Sgt. Ed Donovan has been out looking for Steve, who is actually a suspect in that murder case coming to trial. Donovan is called to the scene when McCloy's body is found near a car that's gone off a cliff. Steve pushed it there, hoping to make it look like the cop drove drunk and caused his own death. McCloy's partner, Lou Brecker, investigates as well. Donovan finds the name of Dolores on the body and questions her, which in turn leads him to her friend, Virginia.

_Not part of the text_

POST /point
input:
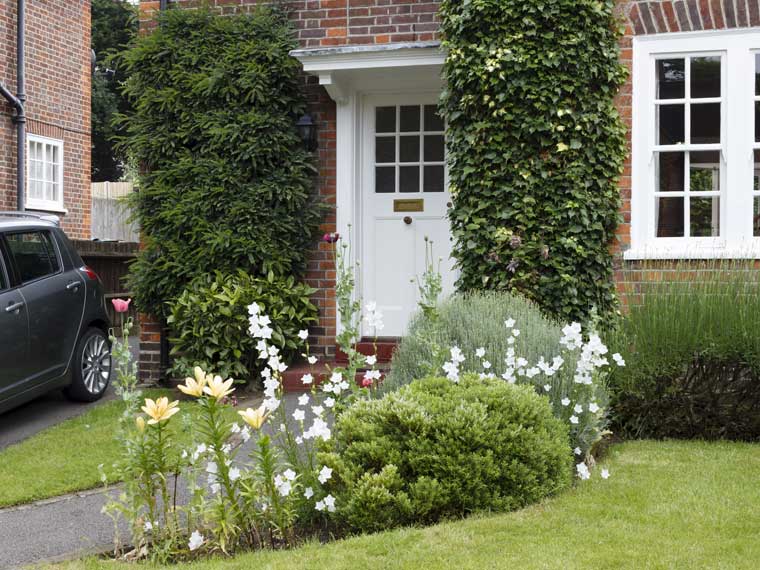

Steve flees, taking Virginia along by force. While avoiding roadblocks, they pull into a gas station, where Virginia leaves a note for an attendant to find. As the cops close in, Steve takes off on foot, climbing a crane and wounding Donovan with a gunshot. As he tries to descend, Steve is grabbed by Donovan and plummets to his death.

==Cast==
- Dane Clark as Steve
- Cathy O'Donnell as Virginia
- Tom Drake as Sgt. Donovan
- Jeff Corey as Lou Brecker
- Myrna Dell as Dolores
- Rhys Williams as Sgt. McCloy
- Kathryn Card as Phoebe

== Reception ==
In a contemporary review for The New York Times, critic Howard Thompson wrote: "This little cat-and-mouse drama does pretty well, in fact, for a project that starts unreeling with three strikes against it. First is an obviously inexpensive budget. The principals ... are personal but not particularly incisive performers. Furthermore, the plot ... gets more pat and familiar as it moves along. For at least two-thirds of the way, though, the picture isn't hard to take at all. But a typical, tacked-on chase ... dulls the preceding niceties and makes the whole thing seem inconsequential, which it probably is, anyway."